Laplace Approximation

The Laplace approximation is an Approximate Bayesian Inference method that approximates the posterior by placing a Gaussian Distribution centered at the mode of the posterior and covariance structure approximated by the Hessian of the posterior at the mode.

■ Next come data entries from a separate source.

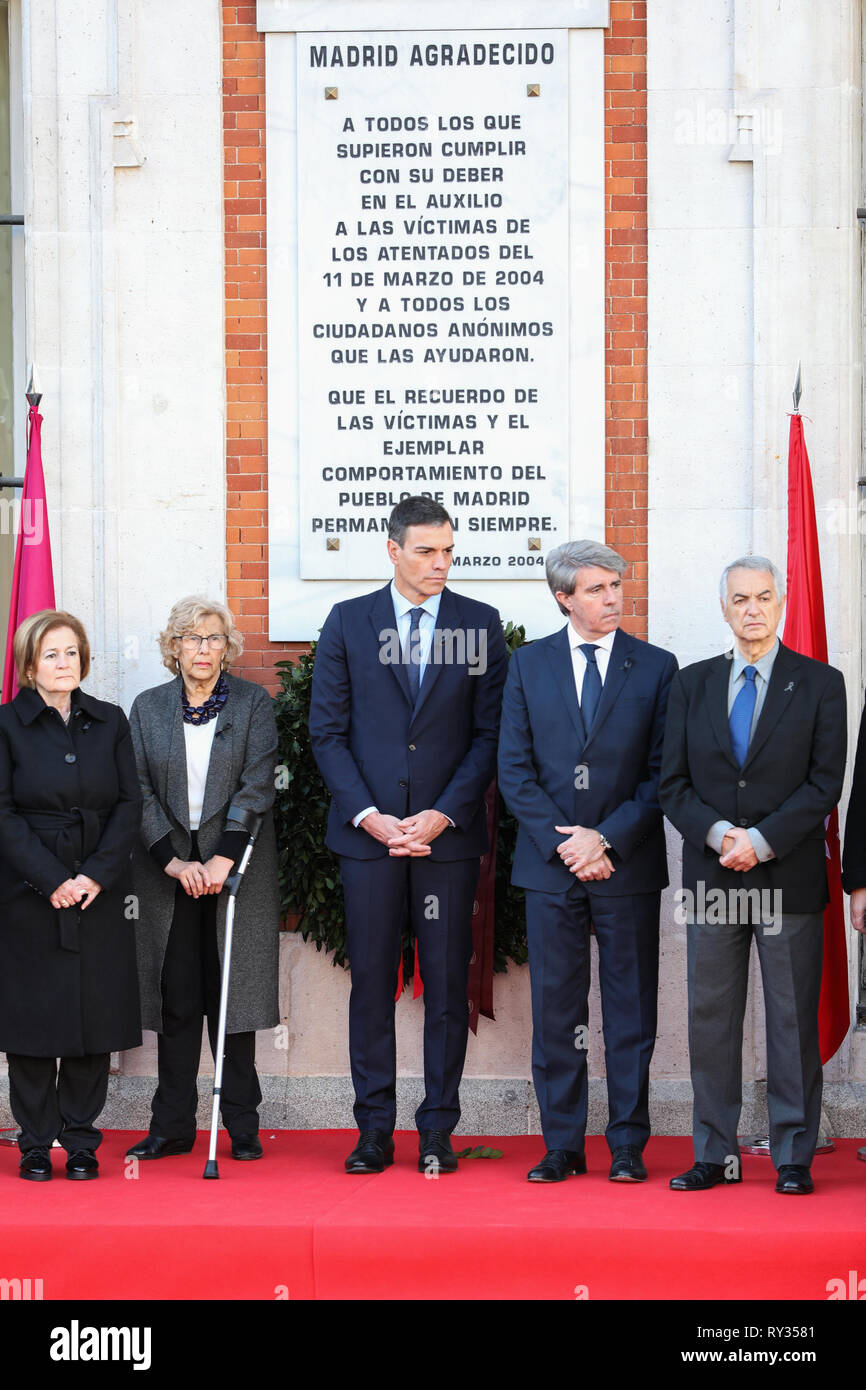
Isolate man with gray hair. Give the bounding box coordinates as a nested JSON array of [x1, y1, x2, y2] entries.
[[499, 541, 677, 1183], [659, 555, 847, 1195]]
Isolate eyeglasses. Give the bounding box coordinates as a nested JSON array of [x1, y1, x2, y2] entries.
[[181, 632, 228, 652]]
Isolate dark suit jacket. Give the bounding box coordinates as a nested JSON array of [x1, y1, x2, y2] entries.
[[310, 584, 507, 860], [499, 627, 677, 897], [842, 695, 866, 892], [659, 645, 847, 913]]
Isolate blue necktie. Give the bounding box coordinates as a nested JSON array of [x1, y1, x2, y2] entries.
[[581, 642, 602, 733], [403, 609, 424, 705], [728, 666, 758, 767]]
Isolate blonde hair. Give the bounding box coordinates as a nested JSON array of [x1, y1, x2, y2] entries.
[[158, 594, 243, 676], [13, 609, 90, 685]]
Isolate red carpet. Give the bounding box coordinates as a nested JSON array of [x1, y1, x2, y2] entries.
[[0, 1130, 866, 1301]]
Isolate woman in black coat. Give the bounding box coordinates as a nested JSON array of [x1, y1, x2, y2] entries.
[[0, 610, 142, 1182]]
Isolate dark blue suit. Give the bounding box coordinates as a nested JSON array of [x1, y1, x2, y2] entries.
[[310, 585, 506, 1131], [499, 627, 677, 1152]]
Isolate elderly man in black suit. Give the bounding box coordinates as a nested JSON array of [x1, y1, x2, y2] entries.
[[659, 555, 847, 1194], [310, 496, 506, 1175], [499, 541, 677, 1183]]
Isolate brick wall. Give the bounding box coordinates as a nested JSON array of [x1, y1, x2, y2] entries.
[[222, 0, 646, 675]]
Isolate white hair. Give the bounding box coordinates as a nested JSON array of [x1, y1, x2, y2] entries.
[[719, 555, 788, 603]]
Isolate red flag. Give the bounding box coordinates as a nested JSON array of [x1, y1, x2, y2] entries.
[[784, 414, 851, 1062], [3, 406, 54, 703]]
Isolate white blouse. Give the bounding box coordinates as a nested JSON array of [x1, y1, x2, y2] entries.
[[183, 719, 217, 830]]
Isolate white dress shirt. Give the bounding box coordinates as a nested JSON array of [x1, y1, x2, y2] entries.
[[352, 580, 453, 827], [183, 719, 217, 830], [569, 621, 616, 705]]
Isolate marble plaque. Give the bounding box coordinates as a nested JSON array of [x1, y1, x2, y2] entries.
[[296, 29, 570, 581]]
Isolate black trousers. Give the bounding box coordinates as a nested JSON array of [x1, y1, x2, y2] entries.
[[6, 1052, 111, 1154], [339, 855, 478, 1134], [527, 878, 660, 1152], [150, 884, 261, 1144]]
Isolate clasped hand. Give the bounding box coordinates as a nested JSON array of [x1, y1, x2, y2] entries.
[[165, 855, 234, 898], [361, 810, 449, 859], [553, 826, 616, 883], [719, 826, 758, 873], [49, 873, 103, 912]]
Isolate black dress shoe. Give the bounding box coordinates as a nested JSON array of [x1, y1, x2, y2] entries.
[[670, 1162, 742, 1193], [232, 1134, 264, 1159], [527, 1148, 587, 1183], [418, 1130, 457, 1175], [610, 1144, 646, 1183], [346, 1130, 393, 1173], [67, 1148, 99, 1183], [776, 1163, 815, 1197], [126, 1134, 195, 1158], [18, 1148, 51, 1183]]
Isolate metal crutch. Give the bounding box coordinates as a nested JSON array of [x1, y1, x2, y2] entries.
[[202, 815, 263, 1177]]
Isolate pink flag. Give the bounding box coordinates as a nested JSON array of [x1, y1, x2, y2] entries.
[[784, 411, 851, 1062], [3, 406, 54, 703]]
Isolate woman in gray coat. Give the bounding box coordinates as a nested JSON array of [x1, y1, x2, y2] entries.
[[128, 595, 279, 1159]]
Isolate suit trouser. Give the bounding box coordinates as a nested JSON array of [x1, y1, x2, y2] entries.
[[6, 1052, 111, 1154], [527, 880, 660, 1152], [341, 855, 480, 1133], [150, 884, 261, 1143], [687, 912, 824, 1168]]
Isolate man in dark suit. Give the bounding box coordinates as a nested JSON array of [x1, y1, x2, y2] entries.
[[659, 555, 847, 1194], [310, 498, 507, 1173], [499, 541, 677, 1183]]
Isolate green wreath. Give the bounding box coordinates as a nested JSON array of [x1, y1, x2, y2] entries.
[[274, 623, 527, 980]]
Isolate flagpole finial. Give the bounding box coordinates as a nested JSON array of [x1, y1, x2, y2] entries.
[[26, 361, 42, 410]]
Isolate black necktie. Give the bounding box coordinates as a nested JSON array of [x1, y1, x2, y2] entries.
[[403, 609, 424, 705], [581, 642, 602, 733]]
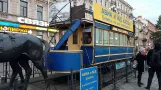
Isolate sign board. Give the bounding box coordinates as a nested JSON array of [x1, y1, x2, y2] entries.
[[93, 3, 134, 32], [112, 27, 128, 34], [17, 17, 49, 27], [80, 67, 98, 90], [116, 62, 126, 70], [0, 26, 28, 33], [49, 2, 70, 22]]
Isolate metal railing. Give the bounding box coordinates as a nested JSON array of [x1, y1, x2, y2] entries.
[[0, 60, 133, 90]]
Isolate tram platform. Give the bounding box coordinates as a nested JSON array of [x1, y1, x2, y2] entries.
[[102, 72, 158, 90]]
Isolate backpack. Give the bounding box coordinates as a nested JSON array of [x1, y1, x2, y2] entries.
[[149, 50, 161, 67]]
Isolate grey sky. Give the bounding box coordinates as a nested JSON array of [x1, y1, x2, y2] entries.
[[125, 0, 161, 24]]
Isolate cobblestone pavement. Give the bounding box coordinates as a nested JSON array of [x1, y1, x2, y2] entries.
[[102, 72, 158, 90]]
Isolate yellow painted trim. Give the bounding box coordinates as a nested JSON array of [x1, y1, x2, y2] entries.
[[95, 44, 134, 47], [95, 53, 133, 58], [53, 70, 79, 74], [50, 50, 83, 53], [92, 58, 132, 65]]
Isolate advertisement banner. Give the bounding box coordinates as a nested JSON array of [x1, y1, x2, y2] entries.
[[93, 3, 134, 32]]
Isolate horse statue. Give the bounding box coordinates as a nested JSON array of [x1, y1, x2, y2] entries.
[[0, 32, 50, 90]]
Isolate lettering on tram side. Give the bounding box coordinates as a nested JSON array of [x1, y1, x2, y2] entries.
[[94, 3, 133, 32], [0, 26, 28, 33], [80, 67, 98, 90]]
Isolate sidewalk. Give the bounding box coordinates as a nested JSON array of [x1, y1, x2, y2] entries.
[[102, 72, 158, 90]]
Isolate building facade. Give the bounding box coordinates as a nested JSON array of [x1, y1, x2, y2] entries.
[[135, 20, 145, 51], [147, 20, 157, 48], [0, 0, 56, 41], [56, 0, 133, 20], [137, 16, 148, 48]]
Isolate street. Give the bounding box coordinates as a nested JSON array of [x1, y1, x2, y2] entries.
[[102, 72, 158, 90]]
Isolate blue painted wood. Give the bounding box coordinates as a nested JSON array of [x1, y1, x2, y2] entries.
[[45, 52, 81, 72], [94, 22, 111, 30], [81, 46, 93, 65], [94, 46, 109, 56], [94, 56, 109, 63]]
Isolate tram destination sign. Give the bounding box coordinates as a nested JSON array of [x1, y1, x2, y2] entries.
[[93, 3, 134, 32], [80, 67, 98, 90]]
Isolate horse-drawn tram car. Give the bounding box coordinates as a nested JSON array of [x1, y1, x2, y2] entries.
[[46, 3, 134, 73], [0, 3, 134, 90]]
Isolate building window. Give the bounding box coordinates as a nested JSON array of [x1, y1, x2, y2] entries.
[[20, 0, 28, 17], [103, 30, 109, 45], [120, 34, 124, 46], [96, 28, 102, 44], [37, 6, 43, 21], [36, 31, 43, 39], [73, 30, 78, 44], [83, 28, 92, 44], [0, 0, 8, 12], [110, 32, 114, 45]]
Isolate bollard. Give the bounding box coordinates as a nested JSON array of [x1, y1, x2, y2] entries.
[[1, 76, 6, 84], [70, 69, 73, 90], [113, 62, 116, 90], [125, 60, 128, 83]]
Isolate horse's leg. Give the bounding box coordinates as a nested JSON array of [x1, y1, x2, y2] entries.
[[9, 61, 24, 86], [19, 58, 32, 90]]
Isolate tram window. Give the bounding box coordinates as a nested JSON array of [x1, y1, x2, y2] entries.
[[73, 30, 78, 44], [110, 32, 113, 45], [103, 30, 109, 44], [115, 33, 119, 45], [96, 28, 102, 44], [83, 28, 92, 44], [120, 34, 123, 46]]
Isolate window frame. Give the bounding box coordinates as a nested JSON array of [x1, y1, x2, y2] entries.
[[102, 29, 110, 45], [20, 0, 28, 17], [114, 32, 120, 46], [37, 5, 43, 21], [36, 31, 43, 39], [0, 0, 8, 13]]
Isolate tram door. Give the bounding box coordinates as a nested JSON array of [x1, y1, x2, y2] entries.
[[68, 29, 80, 50]]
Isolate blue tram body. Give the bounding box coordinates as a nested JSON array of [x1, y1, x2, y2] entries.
[[46, 2, 134, 72]]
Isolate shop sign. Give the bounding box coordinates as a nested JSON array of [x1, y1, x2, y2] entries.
[[112, 27, 128, 34], [0, 26, 28, 33], [85, 13, 93, 21], [93, 3, 134, 32], [17, 17, 49, 27]]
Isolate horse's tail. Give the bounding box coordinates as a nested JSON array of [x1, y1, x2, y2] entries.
[[40, 39, 50, 58]]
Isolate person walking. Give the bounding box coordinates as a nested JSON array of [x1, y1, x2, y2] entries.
[[145, 42, 161, 90], [135, 47, 146, 87]]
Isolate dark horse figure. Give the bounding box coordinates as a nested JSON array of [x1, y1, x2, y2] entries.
[[0, 32, 50, 90]]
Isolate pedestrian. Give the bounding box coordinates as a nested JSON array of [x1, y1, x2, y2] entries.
[[135, 47, 146, 87], [145, 42, 161, 90]]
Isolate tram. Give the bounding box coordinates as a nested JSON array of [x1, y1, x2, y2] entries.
[[46, 3, 134, 73]]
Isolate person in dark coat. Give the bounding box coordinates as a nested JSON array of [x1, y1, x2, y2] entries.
[[145, 42, 161, 90], [135, 47, 146, 87]]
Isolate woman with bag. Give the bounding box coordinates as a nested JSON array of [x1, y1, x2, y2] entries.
[[135, 47, 146, 87]]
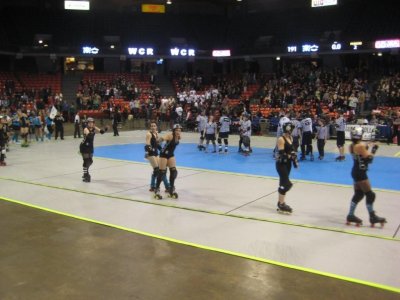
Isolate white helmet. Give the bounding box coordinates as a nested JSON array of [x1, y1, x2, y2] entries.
[[351, 126, 364, 140]]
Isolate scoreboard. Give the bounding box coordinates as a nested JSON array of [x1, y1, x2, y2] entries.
[[311, 0, 338, 7]]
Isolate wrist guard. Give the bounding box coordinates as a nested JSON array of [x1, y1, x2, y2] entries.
[[278, 150, 289, 164], [371, 145, 379, 154], [290, 151, 299, 169]]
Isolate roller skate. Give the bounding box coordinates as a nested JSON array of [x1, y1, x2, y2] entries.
[[276, 202, 293, 214], [369, 211, 387, 228], [82, 174, 91, 182], [154, 188, 162, 200], [168, 186, 178, 199], [346, 215, 362, 227]]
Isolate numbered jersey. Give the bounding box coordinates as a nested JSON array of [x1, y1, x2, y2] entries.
[[336, 117, 346, 131], [219, 116, 231, 132], [196, 116, 207, 132], [300, 118, 312, 132]]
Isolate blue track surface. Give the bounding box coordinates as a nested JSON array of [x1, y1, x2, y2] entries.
[[95, 144, 400, 191]]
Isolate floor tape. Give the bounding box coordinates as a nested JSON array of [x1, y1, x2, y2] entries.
[[0, 196, 400, 293], [0, 177, 400, 242]]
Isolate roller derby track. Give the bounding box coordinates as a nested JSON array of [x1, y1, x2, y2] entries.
[[0, 131, 400, 293]]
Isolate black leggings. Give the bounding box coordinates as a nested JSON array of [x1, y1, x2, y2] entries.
[[276, 160, 293, 195]]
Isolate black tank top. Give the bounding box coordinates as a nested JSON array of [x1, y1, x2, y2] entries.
[[82, 128, 96, 151], [161, 135, 179, 156], [282, 136, 293, 156], [150, 131, 158, 149], [350, 144, 369, 172]]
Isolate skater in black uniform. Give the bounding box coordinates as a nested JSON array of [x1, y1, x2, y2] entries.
[[0, 115, 8, 167], [335, 110, 346, 161], [276, 122, 298, 213], [144, 121, 169, 192], [347, 127, 386, 227], [79, 118, 108, 182], [154, 124, 182, 199]]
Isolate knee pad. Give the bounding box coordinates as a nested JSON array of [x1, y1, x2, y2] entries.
[[351, 190, 364, 204], [169, 167, 178, 179], [365, 191, 376, 204], [83, 158, 90, 168], [153, 167, 160, 177], [278, 181, 293, 195]]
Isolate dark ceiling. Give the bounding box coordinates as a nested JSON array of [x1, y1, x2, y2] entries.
[[0, 0, 336, 13]]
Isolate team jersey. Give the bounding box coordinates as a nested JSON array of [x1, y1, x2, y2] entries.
[[206, 122, 217, 134], [196, 115, 207, 132], [80, 128, 96, 153], [317, 126, 328, 140], [219, 116, 231, 132], [239, 120, 251, 136], [276, 116, 290, 136], [291, 119, 301, 137], [335, 117, 346, 131], [300, 118, 312, 132]]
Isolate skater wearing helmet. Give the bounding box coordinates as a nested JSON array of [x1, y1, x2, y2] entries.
[[79, 118, 108, 182], [347, 127, 386, 227], [276, 122, 298, 213], [144, 121, 169, 192], [154, 124, 182, 200], [238, 112, 252, 155], [335, 110, 346, 161]]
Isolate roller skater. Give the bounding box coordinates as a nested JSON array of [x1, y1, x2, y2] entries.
[[239, 112, 252, 156], [347, 127, 386, 227], [79, 118, 108, 182], [218, 111, 231, 153], [144, 121, 169, 192], [154, 124, 182, 200], [196, 110, 207, 151], [276, 122, 298, 213], [204, 115, 217, 153], [0, 115, 8, 167], [300, 113, 314, 161], [346, 215, 362, 227], [335, 110, 346, 162]]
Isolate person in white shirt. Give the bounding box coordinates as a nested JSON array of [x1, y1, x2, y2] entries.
[[74, 111, 81, 139], [196, 110, 207, 151], [239, 113, 252, 155]]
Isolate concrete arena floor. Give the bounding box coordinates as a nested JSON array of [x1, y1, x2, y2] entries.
[[0, 201, 399, 300], [0, 127, 400, 299]]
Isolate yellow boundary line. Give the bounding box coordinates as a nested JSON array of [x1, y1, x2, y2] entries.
[[0, 177, 400, 242], [96, 156, 400, 195], [0, 197, 400, 293]]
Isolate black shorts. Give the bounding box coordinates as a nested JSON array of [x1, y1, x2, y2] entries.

Specifically, take some posterior distribution \(p(\mathbf{\theta}|\mathbf{y})\) and consider the Taylor expansion of it's logarithm at the MAP estimate \(\hat{\mathbf{\theta}}\in \mathbb{R}^d\), which can be found efficiently for certain models. This gives: \[ \log p(\mathbf{\theta}|\mathbf{y}) \approx \log p(\mathbf{\hat{\theta}}|\mathbf{y}) + \frac{1}{2}(\mathbf{\theta}-\mathbf{\hat{\theta}})^T[\nabla^2_{\mathbf{\theta}}\log p(\mathbf{\theta}|\mathbf{y})]_{\mathbf{\theta}=\mathbf{\hat{\theta}}} (\mathbf{\theta}-\mathbf{\hat{\theta}}) \] Where the second term vanishes since \(\nabla_\mathbf{\theta} \log p(\mathbf{\theta}|\mathbf{y})=0\) at the MAP estimate as it is a mode.

Taking the exponential then gives: \[ p(\mathbf{\theta}|\mathbf{y}) \propto \exp(-\frac{1}{2}(\mathbf{\theta}-\mathbf{\hat{\theta}})^T[-\nabla^2_{\mathbf{\theta}}\log p(\mathbf{\theta}|\mathbf{y})]_{\mathbf{\theta}=\mathbf{\hat{\theta}}} (\mathbf{\theta}-\mathbf{\hat{\theta}})) \]

Compare this to the Gaussian density with mean \(\mathbf{\mu}\) and covariance \(\mathbf{\Sigma}\) : \[ q(\mathbf{\theta}) \propto \exp(-\frac{1}{2}((\mathbf{\theta}-\mathbf{\mu})^T\mathbf{\Sigma}^{-1} (\mathbf{\theta}-\mathbf{\mu}))) \]

Matching coefficients, we can approximate the posterior with \(q(\mathbf{\theta})\) with \(\mathbf{\mu}=\mathbf{\hat{\theta}}\) and \(\mathbf{\Sigma} = [-\nabla^2_{\mathbf{\theta}}\log p(\mathbf{\theta}|\mathbf{y})]_{\mathbf{\theta}=\mathbf{\hat{\theta}}}^{-1}\)